A Subirats, contrariamente a esa legión atraída por las cosas de la política, le seduce la política de las cosas: las políticas públicas. Las que buscan resolver problemas, no crearlos. Las que parten de su lema, popularizado por el añorado Josep Maria Pallàs, según el que casi “todo es provisional y nada es definitivo”. Su libro capital es Análisis de las políticas públicas (1989), que sirvió de pauta al intento de la reforma administrativa de Joaquín Almunia.

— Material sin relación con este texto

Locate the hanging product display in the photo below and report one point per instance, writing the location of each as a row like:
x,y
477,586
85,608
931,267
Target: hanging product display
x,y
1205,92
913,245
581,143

Dos decenas de libros más, muchos en colaboración; infinidad de cursos como profesor visitante (en La Sapienza, Berkeley, Nueva York o Argentina); estudios del Institut de Govern i Polítiques Públiques, IGOP —que fundó en 2009—, y su dirección de 51 tesis doctorales sobre gobernanza, vivienda o municipalismo, acreditan su adicción a las pequeñas grandes reformas, locales, sujetas a prueba/evaluación, antes que a una Reforma solitaria. Por un motivo doble: el interés en la eficacia de la acción pública (más que por su retórica) y la necesidad de allegarle apoyo de opinión. De todo eso son testigos sus asiduos lectores en este periódico.